HomePakistanPalm Oil Imports Surge While Soybean Oil Imports Decline in Pakistan

Palm Oil Imports Surge While Soybean Oil Imports Decline in Pakistan

Pakistan is witnessing a structural shift in its edible oil import pattern, with strong growth in palm oil imports and a sharp decline in soybean oil imports during the current fiscal year.

Data from Pakistan Bureau of Statistics and State Bank of Pakistan highlights changing consumption and sourcing dynamics.

📈 Palm Oil Import Growth

First Half of Fiscal Year:

  • Imports: $1.848 billion
  • Up 19.58% YoY (vs $1.545 billion)

Monthly Trend (December):

  • December: $341.14 million
  • November: $309.61 million
  • December 2024: $289.89 million

FY 2025 Total:

  • $3.370 billion

➡️ Indicates strong and consistent demand in the edible oil sector.

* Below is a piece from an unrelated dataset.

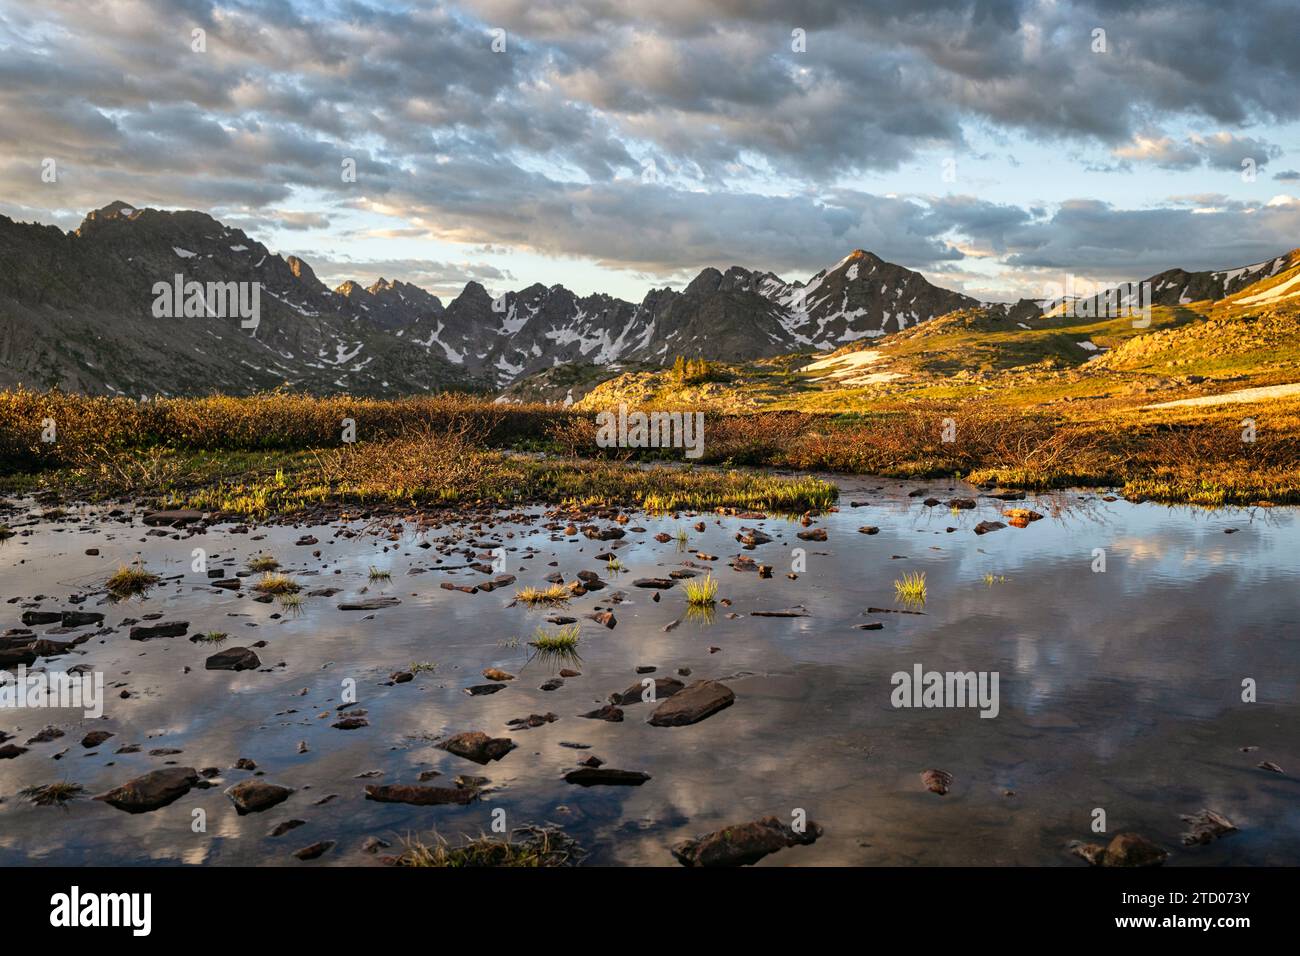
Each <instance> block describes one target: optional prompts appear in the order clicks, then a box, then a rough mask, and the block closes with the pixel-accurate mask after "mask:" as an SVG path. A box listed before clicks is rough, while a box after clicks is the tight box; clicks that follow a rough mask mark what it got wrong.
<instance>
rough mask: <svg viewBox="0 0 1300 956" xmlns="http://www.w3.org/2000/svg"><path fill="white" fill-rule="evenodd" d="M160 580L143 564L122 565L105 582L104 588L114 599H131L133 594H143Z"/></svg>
mask: <svg viewBox="0 0 1300 956" xmlns="http://www.w3.org/2000/svg"><path fill="white" fill-rule="evenodd" d="M160 580H161V579H160V578H159V576H157V575H156V574H151V572H148V571H146V570H144V566H143V564H139V563H136V564H133V566H127V564H120V566H118V568H117V571H114V572H113V574H112V575H110V576H109V579H108V580H107V581H104V587H107V588H108V591H109V593H112V594H113V596H114V597H130V596H133V594H143V593H144V592H146V591H148V589H149V588H152V587H153V585H155V584H157V583H159V581H160Z"/></svg>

📉 Soybean Oil Import Decline

First Half of Fiscal Year:

  • Imports: $54.01 million
  • Down sharply from $140.28 million last year

Monthly Trend (December):

  • December: $18.65 million
  • November: $0.17 million
  • December 2024: $47.56 million

FY 2025 Total:

  • $372 million

➡️ Reflects a significant drop in reliance on imported soybean oil

🌱 Rise in Soybean Seed Imports

A key driver behind this shift is increased soybean seed imports:

  • 2025/26 projection: 2.4 million tonnes
  • Previous year: 1.97 million tonnes

➡️ Higher seed imports are boosting domestic crushing activity, reducing the need for refined soybean oil imports.

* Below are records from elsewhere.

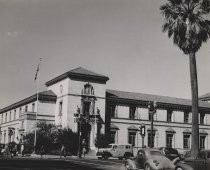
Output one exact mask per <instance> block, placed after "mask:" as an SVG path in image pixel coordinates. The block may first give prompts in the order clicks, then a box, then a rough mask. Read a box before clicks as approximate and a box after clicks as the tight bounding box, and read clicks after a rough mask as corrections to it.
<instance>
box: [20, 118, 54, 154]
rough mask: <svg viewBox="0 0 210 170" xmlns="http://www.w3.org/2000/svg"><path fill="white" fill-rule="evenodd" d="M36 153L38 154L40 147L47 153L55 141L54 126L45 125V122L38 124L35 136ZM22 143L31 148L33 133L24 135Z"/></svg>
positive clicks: (49, 125) (49, 150)
mask: <svg viewBox="0 0 210 170" xmlns="http://www.w3.org/2000/svg"><path fill="white" fill-rule="evenodd" d="M36 139H37V140H36V148H35V150H36V152H39V151H40V149H41V147H42V146H43V147H44V150H45V152H49V151H50V150H51V149H52V147H53V144H54V143H55V139H56V127H55V125H54V124H47V123H46V122H39V123H38V124H37V134H36ZM24 141H25V143H26V144H27V145H29V146H33V144H34V132H32V133H28V134H26V136H25V137H24Z"/></svg>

⚖️ Supply Chain Transformation

Earlier Model:

  • Heavy reliance on imported refined soybean oil

Current Trend:

  • Increased import of raw soybean seeds
  • Expansion of local crushing industry
  • Higher domestic production of soybean oil & meal

➡️ Creating a more value-added supply chain within Pakistan

🔮 Market Outlook

  • Palm oil imports are expected to remain strong due to cost efficiency and high demand
  • Soybean oil imports may continue to decline as local production expands
  • Growth in crushing capacity will play a key role in shaping future import patterns

🔚 Conclusion

The edible oil sector in Pakistan is undergoing a significant transformation. While palm oil imports continue to grow, the decline in soybean oil imports reflects rising domestic processing driven by increased soybean seed imports. This shift marks a move toward a more sustainable and value-driven edible oil supply chain.